Are the leaks coming in around the rivets or at the seams? Are the rivet heads sheared off? If there is still some meat left on the rivets, they can be tightened by bucking them a bit more. As for transoms. I've switched over to using 1/4" solid aluminum rivets for "bolting" my transoms together. Put everything together, bolt it with 1/4 - 20 mach. screws and nuts. And then, one at a time, I pull each bolt and replace with a 1/4" solid rivet. Each rivet is cut to a length so that about 1/2" to 3/4" of shaft sticks through the inside of the boat. Then just buck it down, making sure that the head is pressed firmly to the outside of the hull. Done right, you won't ever need to seal it. Transoms I can do by myself, but keel seams and whatnot, you'll need an extra hand, unless your arms are 6 feet long!


----------



## spanky543 (Nov 21, 2016)

ericman said:


> Are the leaks coming in around the rivets or at the seams? Are the rivet heads sheared off? If there is still some meat left on the rivets, they can be tightened by bucking them a bit more. As for transoms. I've switched over to using 1/4" solid aluminum rivets for "bolting" my transoms together. Put everything together, bolt it with 1/4 - 20 mach. screws and nuts. And then, one at a time, I pull each bolt and replace with a 1/4" solid rivet. Each rivet is cut to a length so that about 1/2" to 3/4" of shaft sticks through the inside of the boat. Then just buck it down, making sure that the head is pressed firmly to the outside of the hull. Done right, you won't ever need to seal it. Transoms I can do by myself, but keel seams and whatnot, you'll need an extra hand, unless your arms are 6 feet long!

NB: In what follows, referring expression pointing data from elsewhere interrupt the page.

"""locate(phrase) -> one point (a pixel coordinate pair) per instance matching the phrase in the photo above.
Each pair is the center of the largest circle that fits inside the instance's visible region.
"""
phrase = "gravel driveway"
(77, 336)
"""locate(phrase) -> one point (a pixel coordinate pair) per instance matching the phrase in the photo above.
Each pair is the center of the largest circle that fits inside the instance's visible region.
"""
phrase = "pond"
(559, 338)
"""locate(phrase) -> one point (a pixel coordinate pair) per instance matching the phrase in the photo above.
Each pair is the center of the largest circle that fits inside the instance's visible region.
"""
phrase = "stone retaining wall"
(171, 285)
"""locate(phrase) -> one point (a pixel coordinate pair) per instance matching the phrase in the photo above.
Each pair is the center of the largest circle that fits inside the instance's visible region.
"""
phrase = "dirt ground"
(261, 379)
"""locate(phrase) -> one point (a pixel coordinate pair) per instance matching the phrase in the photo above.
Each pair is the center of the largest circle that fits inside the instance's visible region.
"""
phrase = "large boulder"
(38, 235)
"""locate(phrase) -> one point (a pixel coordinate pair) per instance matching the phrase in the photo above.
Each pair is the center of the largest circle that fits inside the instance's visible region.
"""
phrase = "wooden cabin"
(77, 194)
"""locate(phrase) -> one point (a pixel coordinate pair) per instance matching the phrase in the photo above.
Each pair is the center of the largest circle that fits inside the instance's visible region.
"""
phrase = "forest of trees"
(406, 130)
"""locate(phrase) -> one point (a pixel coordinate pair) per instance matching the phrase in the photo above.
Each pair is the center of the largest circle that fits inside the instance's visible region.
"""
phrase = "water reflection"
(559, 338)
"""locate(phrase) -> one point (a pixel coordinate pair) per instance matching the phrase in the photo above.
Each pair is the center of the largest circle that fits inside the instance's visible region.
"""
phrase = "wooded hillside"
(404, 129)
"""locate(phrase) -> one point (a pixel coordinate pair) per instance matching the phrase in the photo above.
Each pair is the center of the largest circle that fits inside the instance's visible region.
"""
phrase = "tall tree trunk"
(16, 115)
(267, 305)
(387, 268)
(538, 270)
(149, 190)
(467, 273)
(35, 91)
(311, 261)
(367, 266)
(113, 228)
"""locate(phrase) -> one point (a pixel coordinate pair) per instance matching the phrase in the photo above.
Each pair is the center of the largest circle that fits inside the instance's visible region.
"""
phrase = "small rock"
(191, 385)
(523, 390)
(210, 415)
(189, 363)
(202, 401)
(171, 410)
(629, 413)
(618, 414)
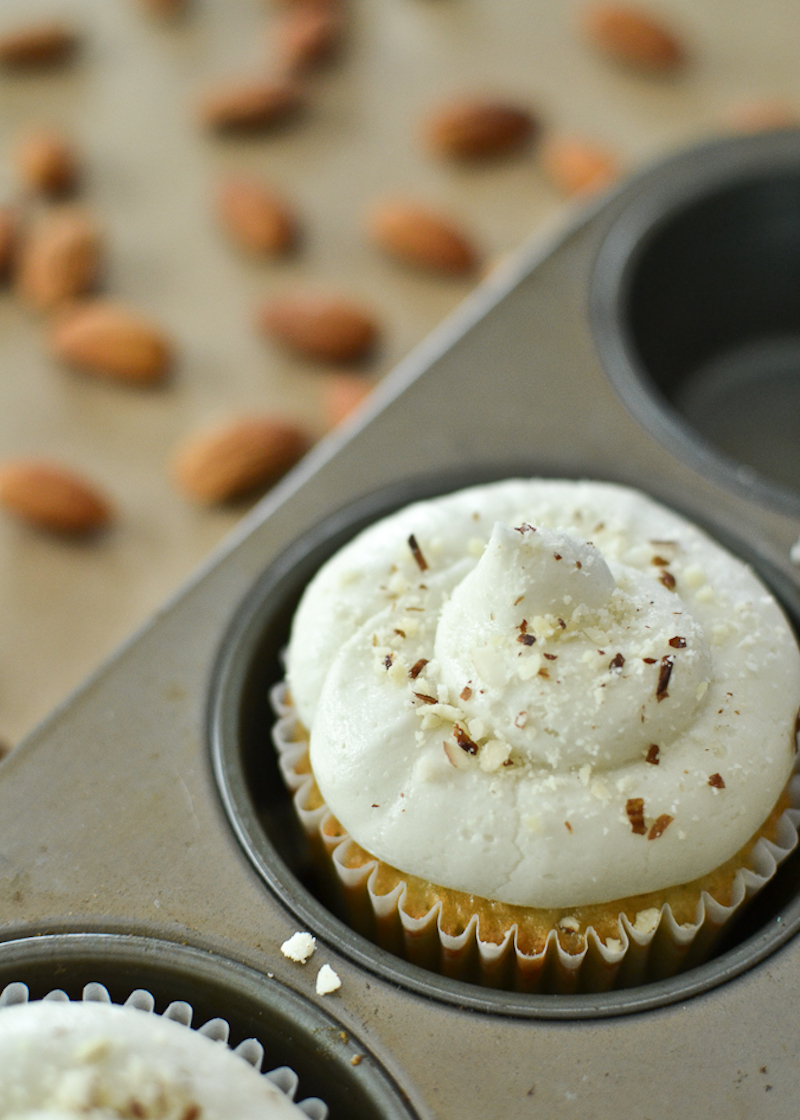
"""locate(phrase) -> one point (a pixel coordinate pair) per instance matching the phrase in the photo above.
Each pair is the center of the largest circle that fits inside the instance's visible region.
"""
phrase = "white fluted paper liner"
(217, 1029)
(660, 949)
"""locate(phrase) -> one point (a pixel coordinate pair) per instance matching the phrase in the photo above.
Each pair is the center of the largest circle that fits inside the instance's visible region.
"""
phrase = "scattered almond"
(59, 259)
(321, 326)
(46, 162)
(9, 224)
(37, 45)
(245, 106)
(257, 217)
(167, 8)
(763, 115)
(52, 496)
(342, 393)
(577, 166)
(420, 236)
(111, 341)
(474, 129)
(308, 34)
(632, 37)
(236, 457)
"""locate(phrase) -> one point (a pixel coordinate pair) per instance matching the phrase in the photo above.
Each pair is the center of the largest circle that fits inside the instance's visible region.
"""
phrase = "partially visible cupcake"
(98, 1061)
(552, 729)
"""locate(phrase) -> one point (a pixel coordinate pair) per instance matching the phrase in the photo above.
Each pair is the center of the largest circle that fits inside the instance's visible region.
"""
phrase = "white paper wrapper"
(652, 949)
(217, 1029)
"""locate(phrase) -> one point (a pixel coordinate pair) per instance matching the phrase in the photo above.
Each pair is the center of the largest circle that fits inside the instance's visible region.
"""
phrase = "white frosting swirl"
(500, 706)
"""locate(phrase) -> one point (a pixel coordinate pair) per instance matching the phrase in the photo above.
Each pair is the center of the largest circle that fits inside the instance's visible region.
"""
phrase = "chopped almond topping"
(658, 827)
(464, 742)
(634, 808)
(417, 552)
(664, 672)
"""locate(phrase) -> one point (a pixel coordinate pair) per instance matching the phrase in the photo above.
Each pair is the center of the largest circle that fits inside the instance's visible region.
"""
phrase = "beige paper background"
(149, 176)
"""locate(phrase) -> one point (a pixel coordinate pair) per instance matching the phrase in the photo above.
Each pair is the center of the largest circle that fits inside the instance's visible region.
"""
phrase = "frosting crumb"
(299, 946)
(327, 980)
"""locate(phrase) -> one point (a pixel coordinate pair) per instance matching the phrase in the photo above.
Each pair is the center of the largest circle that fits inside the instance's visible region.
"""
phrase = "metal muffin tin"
(140, 808)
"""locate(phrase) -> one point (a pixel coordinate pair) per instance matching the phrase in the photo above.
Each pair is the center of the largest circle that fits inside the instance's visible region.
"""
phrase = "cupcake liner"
(654, 946)
(251, 1051)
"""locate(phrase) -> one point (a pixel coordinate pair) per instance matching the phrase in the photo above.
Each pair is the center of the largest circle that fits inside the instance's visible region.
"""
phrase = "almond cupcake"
(62, 1060)
(542, 734)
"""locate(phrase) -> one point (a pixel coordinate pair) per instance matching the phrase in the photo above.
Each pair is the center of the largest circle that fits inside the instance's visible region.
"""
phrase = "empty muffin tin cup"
(696, 311)
(259, 804)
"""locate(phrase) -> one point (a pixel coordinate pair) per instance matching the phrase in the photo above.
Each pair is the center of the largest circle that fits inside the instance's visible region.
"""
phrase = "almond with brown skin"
(420, 236)
(166, 8)
(9, 227)
(342, 393)
(52, 496)
(763, 115)
(578, 167)
(633, 37)
(308, 34)
(44, 44)
(59, 259)
(258, 218)
(478, 129)
(319, 326)
(236, 457)
(46, 161)
(112, 341)
(250, 106)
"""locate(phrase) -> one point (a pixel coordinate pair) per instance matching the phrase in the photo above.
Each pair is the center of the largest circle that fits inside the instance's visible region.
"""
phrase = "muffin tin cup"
(305, 1051)
(217, 1029)
(262, 815)
(641, 955)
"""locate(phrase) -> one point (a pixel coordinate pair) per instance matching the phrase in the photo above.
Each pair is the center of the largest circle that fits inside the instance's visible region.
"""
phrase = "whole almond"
(225, 462)
(578, 167)
(319, 326)
(52, 496)
(167, 8)
(9, 226)
(257, 217)
(249, 106)
(476, 129)
(37, 45)
(46, 161)
(419, 236)
(342, 393)
(59, 259)
(111, 341)
(308, 34)
(763, 115)
(633, 37)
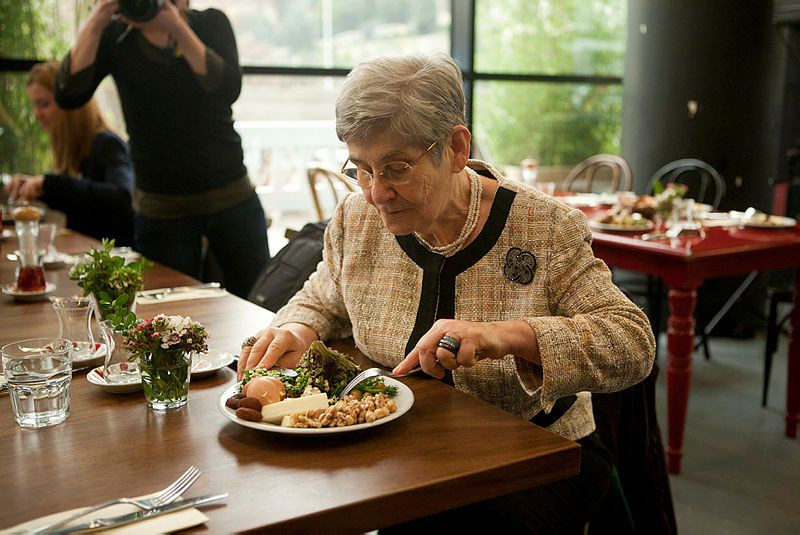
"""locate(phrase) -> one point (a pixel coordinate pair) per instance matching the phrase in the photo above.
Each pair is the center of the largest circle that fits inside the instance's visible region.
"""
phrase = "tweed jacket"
(531, 261)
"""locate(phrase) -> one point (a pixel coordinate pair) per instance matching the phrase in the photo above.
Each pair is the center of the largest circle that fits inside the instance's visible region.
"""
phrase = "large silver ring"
(450, 344)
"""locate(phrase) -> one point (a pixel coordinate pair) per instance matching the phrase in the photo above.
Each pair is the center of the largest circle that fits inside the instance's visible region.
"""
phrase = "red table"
(683, 265)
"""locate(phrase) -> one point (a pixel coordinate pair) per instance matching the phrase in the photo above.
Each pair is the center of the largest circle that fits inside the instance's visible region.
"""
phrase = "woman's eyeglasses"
(393, 173)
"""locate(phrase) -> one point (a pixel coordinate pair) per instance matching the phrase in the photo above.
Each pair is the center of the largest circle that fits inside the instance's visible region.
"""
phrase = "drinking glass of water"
(39, 372)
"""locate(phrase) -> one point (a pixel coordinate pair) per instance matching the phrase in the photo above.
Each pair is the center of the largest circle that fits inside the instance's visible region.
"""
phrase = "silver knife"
(114, 521)
(179, 289)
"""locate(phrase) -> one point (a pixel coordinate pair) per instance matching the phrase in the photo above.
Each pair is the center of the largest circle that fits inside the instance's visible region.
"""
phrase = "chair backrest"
(707, 187)
(315, 175)
(620, 171)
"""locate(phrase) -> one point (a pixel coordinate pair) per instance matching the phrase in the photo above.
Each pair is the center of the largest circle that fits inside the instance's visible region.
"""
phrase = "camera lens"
(140, 10)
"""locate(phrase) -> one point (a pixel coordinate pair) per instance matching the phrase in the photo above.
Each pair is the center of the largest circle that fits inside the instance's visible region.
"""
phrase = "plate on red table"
(643, 225)
(404, 400)
(11, 289)
(766, 221)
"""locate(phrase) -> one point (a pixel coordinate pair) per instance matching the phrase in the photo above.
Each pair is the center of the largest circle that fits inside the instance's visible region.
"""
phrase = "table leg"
(793, 372)
(680, 344)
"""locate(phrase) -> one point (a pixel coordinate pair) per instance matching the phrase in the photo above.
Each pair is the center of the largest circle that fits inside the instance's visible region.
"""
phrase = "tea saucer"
(96, 378)
(203, 365)
(25, 297)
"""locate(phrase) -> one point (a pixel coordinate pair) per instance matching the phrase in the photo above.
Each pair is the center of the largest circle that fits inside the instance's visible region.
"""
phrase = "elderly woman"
(483, 282)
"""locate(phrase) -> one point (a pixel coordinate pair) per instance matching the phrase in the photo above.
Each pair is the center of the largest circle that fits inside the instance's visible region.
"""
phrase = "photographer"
(177, 75)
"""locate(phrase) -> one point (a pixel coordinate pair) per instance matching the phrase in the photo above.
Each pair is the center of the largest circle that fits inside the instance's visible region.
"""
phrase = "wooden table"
(683, 264)
(449, 450)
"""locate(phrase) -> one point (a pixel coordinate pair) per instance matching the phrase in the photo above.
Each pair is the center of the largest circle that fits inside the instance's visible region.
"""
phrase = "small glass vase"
(165, 378)
(118, 368)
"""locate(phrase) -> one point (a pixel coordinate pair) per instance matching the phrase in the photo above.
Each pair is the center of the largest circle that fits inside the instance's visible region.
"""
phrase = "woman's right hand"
(274, 346)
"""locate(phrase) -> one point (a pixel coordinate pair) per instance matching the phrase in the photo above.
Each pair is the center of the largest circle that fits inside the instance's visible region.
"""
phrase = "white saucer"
(96, 359)
(202, 366)
(11, 289)
(96, 378)
(205, 365)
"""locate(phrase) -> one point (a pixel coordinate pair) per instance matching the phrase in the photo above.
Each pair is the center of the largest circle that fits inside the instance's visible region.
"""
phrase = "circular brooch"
(519, 266)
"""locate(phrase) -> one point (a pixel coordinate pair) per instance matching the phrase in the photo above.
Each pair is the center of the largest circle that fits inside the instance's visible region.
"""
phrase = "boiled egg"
(265, 389)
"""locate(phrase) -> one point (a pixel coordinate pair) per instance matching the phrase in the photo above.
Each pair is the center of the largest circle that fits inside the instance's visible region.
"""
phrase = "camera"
(140, 10)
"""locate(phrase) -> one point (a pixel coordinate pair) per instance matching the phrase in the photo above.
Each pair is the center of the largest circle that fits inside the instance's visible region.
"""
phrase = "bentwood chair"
(705, 184)
(336, 181)
(620, 173)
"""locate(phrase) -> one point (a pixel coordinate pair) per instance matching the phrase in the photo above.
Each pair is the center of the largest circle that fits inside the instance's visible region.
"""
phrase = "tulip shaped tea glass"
(117, 369)
(39, 372)
(30, 270)
(74, 323)
(46, 241)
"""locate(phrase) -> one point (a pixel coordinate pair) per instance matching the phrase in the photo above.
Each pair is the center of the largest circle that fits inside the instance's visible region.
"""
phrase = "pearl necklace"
(476, 190)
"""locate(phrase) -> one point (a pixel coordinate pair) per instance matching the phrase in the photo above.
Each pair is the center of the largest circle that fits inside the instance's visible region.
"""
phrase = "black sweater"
(98, 203)
(180, 125)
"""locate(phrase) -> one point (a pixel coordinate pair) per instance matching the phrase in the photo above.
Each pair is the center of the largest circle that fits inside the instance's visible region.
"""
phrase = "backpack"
(287, 271)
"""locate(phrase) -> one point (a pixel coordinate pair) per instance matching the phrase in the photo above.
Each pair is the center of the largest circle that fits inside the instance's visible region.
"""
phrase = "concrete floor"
(740, 473)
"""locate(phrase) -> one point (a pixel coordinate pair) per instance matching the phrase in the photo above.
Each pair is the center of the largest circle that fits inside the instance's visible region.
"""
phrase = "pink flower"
(171, 339)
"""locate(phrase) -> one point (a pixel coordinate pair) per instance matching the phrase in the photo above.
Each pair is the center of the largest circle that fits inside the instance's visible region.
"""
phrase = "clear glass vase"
(74, 323)
(165, 378)
(118, 368)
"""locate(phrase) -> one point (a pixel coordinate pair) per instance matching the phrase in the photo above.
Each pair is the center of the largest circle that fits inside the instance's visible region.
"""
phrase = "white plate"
(11, 289)
(596, 225)
(96, 378)
(201, 367)
(774, 221)
(404, 400)
(204, 365)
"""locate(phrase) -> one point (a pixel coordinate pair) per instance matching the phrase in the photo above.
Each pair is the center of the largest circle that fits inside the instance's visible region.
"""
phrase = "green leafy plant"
(112, 282)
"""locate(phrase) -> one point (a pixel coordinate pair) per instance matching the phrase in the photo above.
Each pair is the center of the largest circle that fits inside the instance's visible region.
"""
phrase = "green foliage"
(556, 123)
(112, 282)
(121, 316)
(29, 29)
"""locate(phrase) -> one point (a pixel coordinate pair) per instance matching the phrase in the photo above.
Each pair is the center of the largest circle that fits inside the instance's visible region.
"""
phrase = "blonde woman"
(92, 172)
(178, 75)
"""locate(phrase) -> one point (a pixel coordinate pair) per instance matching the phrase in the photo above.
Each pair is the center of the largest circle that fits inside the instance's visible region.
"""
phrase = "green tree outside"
(39, 29)
(554, 122)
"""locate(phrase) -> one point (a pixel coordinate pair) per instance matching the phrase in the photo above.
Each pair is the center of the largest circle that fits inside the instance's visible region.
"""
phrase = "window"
(564, 102)
(545, 80)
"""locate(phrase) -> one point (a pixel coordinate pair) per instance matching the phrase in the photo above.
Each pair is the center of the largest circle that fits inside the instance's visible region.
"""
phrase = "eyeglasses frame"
(381, 173)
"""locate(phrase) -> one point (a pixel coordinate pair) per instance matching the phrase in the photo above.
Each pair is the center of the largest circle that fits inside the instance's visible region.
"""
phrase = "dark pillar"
(728, 57)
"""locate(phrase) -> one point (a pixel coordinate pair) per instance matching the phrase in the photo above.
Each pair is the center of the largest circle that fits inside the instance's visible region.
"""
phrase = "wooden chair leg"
(772, 345)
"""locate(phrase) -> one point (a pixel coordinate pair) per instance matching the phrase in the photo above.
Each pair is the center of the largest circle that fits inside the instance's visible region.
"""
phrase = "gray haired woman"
(483, 282)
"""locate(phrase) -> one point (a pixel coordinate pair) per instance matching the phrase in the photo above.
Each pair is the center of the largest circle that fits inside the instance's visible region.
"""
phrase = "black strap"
(544, 419)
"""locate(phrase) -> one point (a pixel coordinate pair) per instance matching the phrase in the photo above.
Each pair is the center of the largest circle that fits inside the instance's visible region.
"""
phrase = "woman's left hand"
(474, 340)
(25, 187)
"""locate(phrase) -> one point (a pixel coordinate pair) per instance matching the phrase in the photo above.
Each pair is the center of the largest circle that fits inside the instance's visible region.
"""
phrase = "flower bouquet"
(163, 346)
(109, 280)
(666, 198)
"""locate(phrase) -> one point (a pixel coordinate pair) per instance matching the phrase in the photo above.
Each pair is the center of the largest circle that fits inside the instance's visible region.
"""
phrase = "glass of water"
(39, 372)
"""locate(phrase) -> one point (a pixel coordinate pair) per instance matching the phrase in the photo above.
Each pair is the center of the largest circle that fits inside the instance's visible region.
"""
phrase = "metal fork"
(369, 373)
(164, 496)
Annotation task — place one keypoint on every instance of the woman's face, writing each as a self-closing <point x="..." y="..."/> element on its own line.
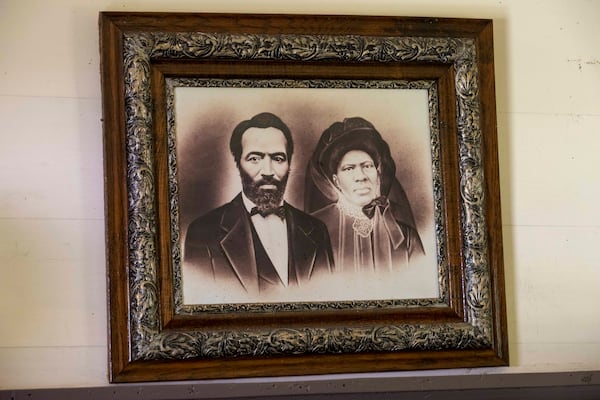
<point x="357" y="177"/>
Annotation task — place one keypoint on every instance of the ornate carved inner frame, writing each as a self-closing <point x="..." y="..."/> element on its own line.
<point x="156" y="335"/>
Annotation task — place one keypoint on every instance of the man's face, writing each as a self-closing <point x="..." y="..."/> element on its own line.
<point x="357" y="178"/>
<point x="264" y="166"/>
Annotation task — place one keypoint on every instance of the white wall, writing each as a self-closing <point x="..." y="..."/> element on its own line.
<point x="52" y="263"/>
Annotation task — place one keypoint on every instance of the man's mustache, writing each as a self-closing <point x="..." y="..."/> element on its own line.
<point x="268" y="180"/>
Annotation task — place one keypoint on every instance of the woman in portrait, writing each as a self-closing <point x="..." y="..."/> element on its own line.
<point x="352" y="187"/>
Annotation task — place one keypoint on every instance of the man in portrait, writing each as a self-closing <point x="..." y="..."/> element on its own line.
<point x="352" y="187"/>
<point x="258" y="242"/>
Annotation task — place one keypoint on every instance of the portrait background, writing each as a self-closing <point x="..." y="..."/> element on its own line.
<point x="208" y="178"/>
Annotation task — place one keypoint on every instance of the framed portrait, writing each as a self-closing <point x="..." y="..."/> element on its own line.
<point x="300" y="194"/>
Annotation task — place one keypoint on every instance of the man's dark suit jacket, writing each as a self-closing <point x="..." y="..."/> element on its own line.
<point x="220" y="243"/>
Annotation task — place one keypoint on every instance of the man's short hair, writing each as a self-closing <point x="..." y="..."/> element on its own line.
<point x="262" y="121"/>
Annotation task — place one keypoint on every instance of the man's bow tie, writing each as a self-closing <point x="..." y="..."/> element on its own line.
<point x="369" y="209"/>
<point x="279" y="211"/>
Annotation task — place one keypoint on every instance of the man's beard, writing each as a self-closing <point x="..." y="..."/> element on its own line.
<point x="265" y="199"/>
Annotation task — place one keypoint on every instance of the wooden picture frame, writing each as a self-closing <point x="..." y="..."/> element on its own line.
<point x="154" y="335"/>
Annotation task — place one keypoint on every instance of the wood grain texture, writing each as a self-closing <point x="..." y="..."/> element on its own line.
<point x="123" y="367"/>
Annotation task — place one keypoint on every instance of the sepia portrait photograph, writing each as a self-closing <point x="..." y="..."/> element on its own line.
<point x="304" y="194"/>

It looks more like a seam...I will get some pictures tonight when I get home. I have already gone and coated the whole bottom of the boat with an epoxy coating. I hope it can be patched without having to redo the entire coating...


----------



## DaleH (Nov 21, 2016)

> As for transoms. I've switched over to using 1/4" solid aluminum rivets for "bolting" my transoms together.!


Just my thoughts (not directed to the OP), but once over a certain HP value (maybe 20hp?) then I myself wouldn't use rivets - they'll flex too much and can fail due to fatigue, i.e., take a paper clip and repeatedly flex the wire ... it will soon break. The one item I don't want to break is the fastener holding my stern together. But your mileage may vary ... 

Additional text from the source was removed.